Result 3 (similarity: 0.3774):
Natural Language Processing (NLP) is a field of AI that focuses on the interaction between computers and human language. It enables machines to understand, interpret, and generate human language.



In [None]:
from openai import OpenAI

def generate_answer(
    query: str,
    context_docs: List[Tuple[str, float]],
    model: str = "gpt-4o-mini") -> Dict[str, any]:

    """Args:
    query: User's question
    context_docs: Retrieved documents with similarity scores
    model : OpenAI model name
    
    Returns: 
    Dictionary with answers and metadata
    """

    # instantiate OpenAI client
    client = OpenAI(api_key=os.environ["OPENAI_API_KEY"])
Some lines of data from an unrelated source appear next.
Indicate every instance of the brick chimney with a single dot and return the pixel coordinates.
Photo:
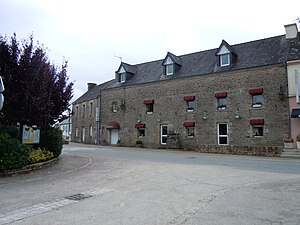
(291, 31)
(91, 85)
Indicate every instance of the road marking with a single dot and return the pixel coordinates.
(43, 207)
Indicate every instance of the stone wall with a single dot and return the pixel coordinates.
(170, 109)
(84, 118)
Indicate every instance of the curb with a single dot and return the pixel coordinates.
(30, 167)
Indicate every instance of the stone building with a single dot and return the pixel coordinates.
(232, 99)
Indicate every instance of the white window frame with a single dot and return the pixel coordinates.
(122, 77)
(222, 106)
(83, 134)
(188, 109)
(169, 69)
(254, 126)
(91, 130)
(139, 134)
(114, 107)
(228, 59)
(149, 108)
(222, 135)
(163, 135)
(76, 131)
(188, 134)
(255, 104)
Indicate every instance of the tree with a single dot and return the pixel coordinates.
(36, 92)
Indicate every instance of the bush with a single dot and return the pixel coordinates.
(39, 155)
(13, 155)
(51, 139)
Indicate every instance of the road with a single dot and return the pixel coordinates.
(109, 185)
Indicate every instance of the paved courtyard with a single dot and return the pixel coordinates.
(101, 185)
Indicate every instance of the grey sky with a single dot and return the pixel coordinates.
(89, 34)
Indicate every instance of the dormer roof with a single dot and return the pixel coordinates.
(175, 59)
(125, 67)
(224, 46)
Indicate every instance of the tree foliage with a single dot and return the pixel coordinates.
(36, 91)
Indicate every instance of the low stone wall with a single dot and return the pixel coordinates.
(240, 150)
(30, 167)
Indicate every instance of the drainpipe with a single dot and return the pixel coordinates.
(98, 118)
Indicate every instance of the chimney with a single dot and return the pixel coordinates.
(91, 85)
(291, 31)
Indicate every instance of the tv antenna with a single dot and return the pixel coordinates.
(119, 57)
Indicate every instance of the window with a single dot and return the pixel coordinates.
(222, 133)
(76, 131)
(163, 134)
(257, 100)
(83, 134)
(141, 132)
(91, 108)
(140, 129)
(149, 106)
(190, 105)
(169, 69)
(83, 110)
(122, 77)
(257, 97)
(91, 131)
(114, 107)
(257, 127)
(258, 130)
(190, 129)
(221, 99)
(222, 103)
(225, 59)
(190, 132)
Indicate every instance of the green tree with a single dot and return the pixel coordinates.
(36, 91)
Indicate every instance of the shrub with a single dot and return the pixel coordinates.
(51, 139)
(138, 142)
(13, 155)
(39, 155)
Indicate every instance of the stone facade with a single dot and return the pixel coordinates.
(170, 109)
(84, 125)
(230, 100)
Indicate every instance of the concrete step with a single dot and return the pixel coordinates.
(291, 153)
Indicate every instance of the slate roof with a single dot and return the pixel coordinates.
(268, 51)
(93, 93)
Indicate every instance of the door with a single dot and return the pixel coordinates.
(83, 134)
(163, 134)
(222, 134)
(114, 136)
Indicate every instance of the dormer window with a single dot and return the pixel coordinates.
(171, 64)
(122, 77)
(125, 72)
(169, 69)
(226, 54)
(225, 59)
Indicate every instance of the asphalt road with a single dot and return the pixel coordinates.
(105, 185)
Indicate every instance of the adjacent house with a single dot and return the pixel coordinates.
(231, 99)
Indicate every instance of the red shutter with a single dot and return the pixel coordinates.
(149, 101)
(256, 91)
(189, 98)
(221, 94)
(140, 125)
(257, 122)
(189, 124)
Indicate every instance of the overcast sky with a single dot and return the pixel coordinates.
(92, 34)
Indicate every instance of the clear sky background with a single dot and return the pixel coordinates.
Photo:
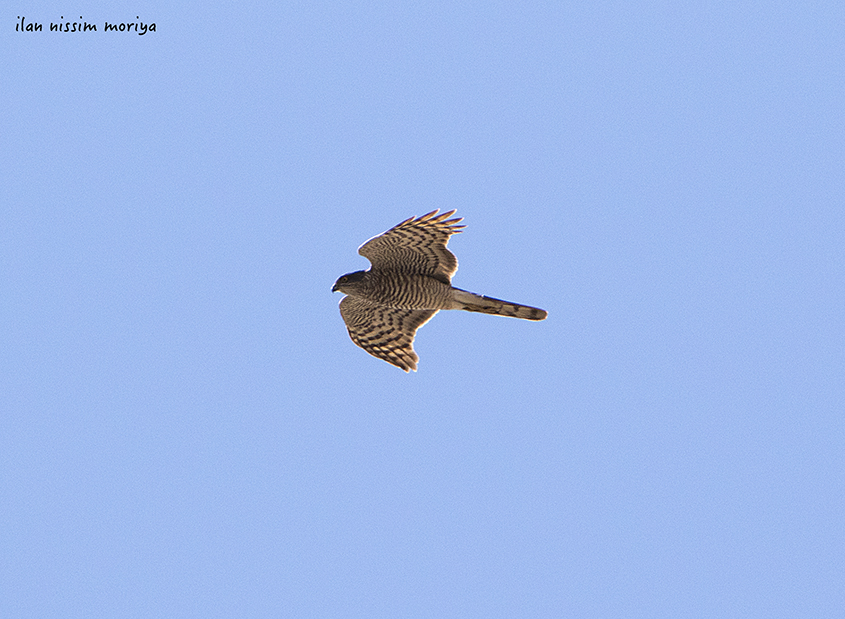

    # Prepare context by concatenating retrieved documents
    context = "\n\n".join([doc for doc, _ in context_docs])

    # Create prompt with context and query
    system_prompt = """You are a helpful AI assistant. Answer the user's question based on the provided context. 
If the context doesn't contain relevant information, say so rather than making up an answer."""

    user_prompt = f"""Context: {context}

    Question: {query}

    Answer based on the above context: """

    # call openai chat completion
    response = client.chat.completions.create(
        model = model,
        messages = [
            {"role": "system" , "content": system_prompt},
            {"role": "user" , "content": user_prompt}
        ],

        temperature = 0.6,
        max_tokens = 300
    )

    return{
        "answer": response.choices[0].message.content,
        "tokens_used": response.usage.total_tokens,
        "sources": [doc for doc, _ in context_docs],
        "similarity_scores":[score for _, score in context_docs]
    }

# call function to generate answer
query = "What is deep learning and what is it used for?"
relevant_docs = retrieve_relevant_docs(query, knowledge_base, kb_embeddings, top_k=3)
result = generate_answer(query, relevant_docs)

print(f"Query: {query}\n")
print(f"Answer:\n{result['answer']}\n")
print(f"Tokens used: {result['tokens_used']}")
print(f"\nSources used (similarity scores):")
for i, (source, score) in enumerate(zip(result['sources'], result['similarity_scores']), 1):
    print(f"{i}. [{score:.3f}] {source[:80]}...")



ValueError: could not convert string to float: "Deep learning is a type of machine learning that uses neural networks with multiple layers. It's particularly effective for image recognition, natural language processing, and complex pattern recognition tasks."